One practical note: the right to appeal the IRS's position exists at every stage of the audit, including after the IRS issues a Notice of Deficiency. The 30-day letter (Letter 525) and the 90-day letter (Letter 531) are both formal checkpoints — each one carries a response deadline and a corresponding set of rights. Missing those deadlines doesn't eliminate your options entirely, but it does narrow them.
Frequently Asked Questions
What is a tax audit?
A tax audit is a formal examination of your tax return by the IRS to verify that income, deductions, and credits are accurately reported. It is a legal proceeding. The IRS has three years from the filing date to assess additional tax in most cases, six years if income was understated by more than 25%, and no time limit for fraud or unfiled returns.
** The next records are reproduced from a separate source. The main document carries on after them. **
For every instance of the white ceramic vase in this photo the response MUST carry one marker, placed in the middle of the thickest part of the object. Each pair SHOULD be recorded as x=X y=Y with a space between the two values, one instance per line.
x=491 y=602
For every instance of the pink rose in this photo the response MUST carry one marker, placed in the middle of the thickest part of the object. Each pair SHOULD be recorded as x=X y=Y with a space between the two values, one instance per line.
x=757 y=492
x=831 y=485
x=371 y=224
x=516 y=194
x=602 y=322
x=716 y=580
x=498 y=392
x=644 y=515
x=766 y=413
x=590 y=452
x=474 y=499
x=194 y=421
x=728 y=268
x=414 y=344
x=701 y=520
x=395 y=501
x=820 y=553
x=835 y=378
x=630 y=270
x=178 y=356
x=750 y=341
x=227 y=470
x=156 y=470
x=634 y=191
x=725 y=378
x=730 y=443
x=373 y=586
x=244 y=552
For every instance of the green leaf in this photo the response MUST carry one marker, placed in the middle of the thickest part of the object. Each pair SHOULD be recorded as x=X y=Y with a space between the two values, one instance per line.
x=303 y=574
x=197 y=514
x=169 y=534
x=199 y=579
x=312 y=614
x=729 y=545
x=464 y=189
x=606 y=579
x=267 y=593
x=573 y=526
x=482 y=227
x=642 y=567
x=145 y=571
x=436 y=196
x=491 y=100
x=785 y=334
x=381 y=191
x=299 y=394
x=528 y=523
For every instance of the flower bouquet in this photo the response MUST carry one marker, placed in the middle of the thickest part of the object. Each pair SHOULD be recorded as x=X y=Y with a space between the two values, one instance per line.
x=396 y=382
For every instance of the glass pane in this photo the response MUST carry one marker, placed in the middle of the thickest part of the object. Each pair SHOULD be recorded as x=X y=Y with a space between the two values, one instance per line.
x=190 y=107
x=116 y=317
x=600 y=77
What are the 4 types of IRS audits?
The four types are: (1) correspondence audit — handled by mail, limited scope; (2) office audit (desk audit) — you bring records to an IRS office; (3) field audit — a revenue agent comes to your home or business, broad scope, can cover multiple years; and (4) TCMP/National Research Program audit — random, line-by-line, used for statistical sampling. Most taxpayers only ever encounter a correspondence audit.
How does the IRS select returns for audit?
The IRS primarily uses the DIF scoring system, which compares your return to statistical norms for your income level. High-deviation returns score higher and are more likely to be pulled. Other selection routes include automated 1099 matching, related-party audits (your business partner is being audited), industry-specific programs for cash-intensive businesses, informant tips via Form 211, and random selection for research purposes.
How long does an IRS audit take?
Correspondence audits typically resolve in 3 to 6 months. Office audits run 6 to 12 months. Field audits can last 12 months to 3 years depending on complexity and how many years are under examination. TCMP/NRP audits are among the longest — typically 12 to 24 months at minimum — because every line of the return requires documentation.
What IRS letter means I am being audited?
Common audit initiation letters include: CP2000 (automated mismatch notice — not technically an audit but often precedes one); Letter 525 (General 30-Day Letter, formally proposing adjustments after an exam — 30 days to respond or file a protest); Letter 531 (Statutory Notice of Deficiency / 90-Day Letter — 90 days to petition Tax Court before assessment); and Letter 2205 (initiating a field or office examination). Response deadlines are real and matter.
Do I need a tax attorney for a correspondence audit?
Not always. A correspondence audit focused on a single, well-documented item is often manageable without an attorney. You need representation when the proposed adjustment is legally wrong (not just documentarily wrong), when the amount at stake is significant, or when the correspondence audit appears to be the opening move in a broader examination. When in doubt, a 15-minute call with a tax attorney to assess the situation costs you nothing.
What are your rights during an IRS audit?
Under the Taxpayer Bill of Rights (IRC § 7803(a)(3)), you have the right to representation (file Form 2848 to authorize someone to appear in your place), the right to appeal IRS audit findings to the Office of Appeals and then to Tax Court, the right to finality for closed years, the right to record IRS interviews with advance notice, and the right to pay no more than the legally correct amount of tax.
What is a TCMP audit?
The Taxpayer Compliance Measurement Program (now the National Research Program, or NRP) is a random, line-by-line audit the IRS conducts to calibrate its DIF scoring system. Every line of your return requires documentation — there is no way to narrow scope by resolving one issue. Selection is random. If you are chosen, it is not because the IRS found something suspicious; it is because your return was drawn in a statistical sample used to update audit algorithms nationwide.